Lawyers for Myanmar pro-democracy leader Aung San Suu Kyi say they will lodge an appeal today against her conviction.
Suu Kyi to appeal
Lawyers for Myanmar pro-democracy icon Aung San Suu Kyi said they would lodge an appeal today against her conviction on charges relating to an incident in which an American man swam to her home. The Nobel laureate was ordered to spend 18 more months under house arrest after a court on August 11 found her guilty of breaking security laws by giving shelter to US national John Yettaw at her lakeside residence.
"We will submit the appeal this afternoon.
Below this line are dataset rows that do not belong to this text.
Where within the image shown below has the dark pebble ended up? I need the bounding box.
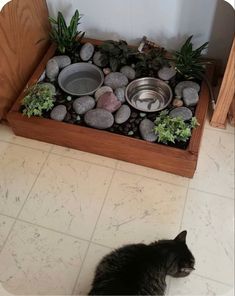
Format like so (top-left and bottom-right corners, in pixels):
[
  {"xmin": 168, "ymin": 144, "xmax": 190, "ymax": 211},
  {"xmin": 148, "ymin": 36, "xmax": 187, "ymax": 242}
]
[
  {"xmin": 131, "ymin": 112, "xmax": 138, "ymax": 118},
  {"xmin": 64, "ymin": 112, "xmax": 72, "ymax": 122}
]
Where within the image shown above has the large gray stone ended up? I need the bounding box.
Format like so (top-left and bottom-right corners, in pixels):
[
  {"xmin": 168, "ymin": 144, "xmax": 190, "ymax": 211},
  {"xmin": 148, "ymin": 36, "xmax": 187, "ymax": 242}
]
[
  {"xmin": 114, "ymin": 87, "xmax": 126, "ymax": 103},
  {"xmin": 73, "ymin": 96, "xmax": 95, "ymax": 115},
  {"xmin": 169, "ymin": 107, "xmax": 193, "ymax": 121},
  {"xmin": 158, "ymin": 66, "xmax": 176, "ymax": 81},
  {"xmin": 80, "ymin": 43, "xmax": 95, "ymax": 61},
  {"xmin": 46, "ymin": 59, "xmax": 59, "ymax": 81},
  {"xmin": 139, "ymin": 119, "xmax": 157, "ymax": 142},
  {"xmin": 84, "ymin": 109, "xmax": 114, "ymax": 129},
  {"xmin": 52, "ymin": 55, "xmax": 71, "ymax": 69},
  {"xmin": 95, "ymin": 86, "xmax": 113, "ymax": 102},
  {"xmin": 120, "ymin": 66, "xmax": 136, "ymax": 80},
  {"xmin": 175, "ymin": 81, "xmax": 200, "ymax": 98},
  {"xmin": 115, "ymin": 104, "xmax": 131, "ymax": 124},
  {"xmin": 97, "ymin": 92, "xmax": 121, "ymax": 113},
  {"xmin": 50, "ymin": 105, "xmax": 67, "ymax": 121},
  {"xmin": 183, "ymin": 87, "xmax": 199, "ymax": 107},
  {"xmin": 104, "ymin": 72, "xmax": 129, "ymax": 90},
  {"xmin": 93, "ymin": 51, "xmax": 107, "ymax": 67}
]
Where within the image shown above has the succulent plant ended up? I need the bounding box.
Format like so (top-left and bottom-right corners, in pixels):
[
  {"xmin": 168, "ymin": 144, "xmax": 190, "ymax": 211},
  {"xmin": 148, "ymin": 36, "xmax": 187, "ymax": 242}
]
[
  {"xmin": 153, "ymin": 110, "xmax": 199, "ymax": 144},
  {"xmin": 49, "ymin": 10, "xmax": 85, "ymax": 55},
  {"xmin": 22, "ymin": 84, "xmax": 55, "ymax": 117}
]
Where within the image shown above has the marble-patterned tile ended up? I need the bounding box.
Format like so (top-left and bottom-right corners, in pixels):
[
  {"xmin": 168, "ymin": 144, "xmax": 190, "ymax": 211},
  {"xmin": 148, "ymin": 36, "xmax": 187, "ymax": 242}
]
[
  {"xmin": 168, "ymin": 274, "xmax": 233, "ymax": 296},
  {"xmin": 0, "ymin": 142, "xmax": 48, "ymax": 217},
  {"xmin": 20, "ymin": 154, "xmax": 114, "ymax": 240},
  {"xmin": 117, "ymin": 161, "xmax": 189, "ymax": 187},
  {"xmin": 74, "ymin": 243, "xmax": 112, "ymax": 295},
  {"xmin": 0, "ymin": 215, "xmax": 15, "ymax": 252},
  {"xmin": 205, "ymin": 111, "xmax": 235, "ymax": 135},
  {"xmin": 190, "ymin": 129, "xmax": 234, "ymax": 198},
  {"xmin": 181, "ymin": 190, "xmax": 234, "ymax": 285},
  {"xmin": 93, "ymin": 170, "xmax": 188, "ymax": 248},
  {"xmin": 0, "ymin": 124, "xmax": 52, "ymax": 152},
  {"xmin": 52, "ymin": 145, "xmax": 117, "ymax": 169},
  {"xmin": 0, "ymin": 221, "xmax": 88, "ymax": 295}
]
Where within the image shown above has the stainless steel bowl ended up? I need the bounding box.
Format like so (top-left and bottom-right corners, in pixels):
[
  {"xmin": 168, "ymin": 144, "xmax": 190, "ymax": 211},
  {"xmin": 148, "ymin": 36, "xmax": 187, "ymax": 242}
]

Aung San Suu Kyi's conviction is not in accordance with the law but we will have to wait to see whether the court agrees to hear the appeal," her main lawyer Kyi Win said. He said the appeal would focus on the fact that a 1974 constitution under which the ruling junta had detained Suu Kyi had been superseded by a new constitution that was approved in a controversial referendum last year.
"Altogether there are 11 reasons for the appeal, but the main thing we will point out is about the constitution," Kyi Win said. The 64-year-old Suu Kyi had insisted on her innocence during the trial held at Yangon's notorious Insein Prison, saying that she allowed former military veteran Mr Yettaw to stay for two nights at her home because he was ill. Mr Yettaw was sentenced to seven years' hard labour for the stunt in early May but was freed after a visit by US senator Jim Webb last month, on what the regime said were compassionate grounds because of health problems.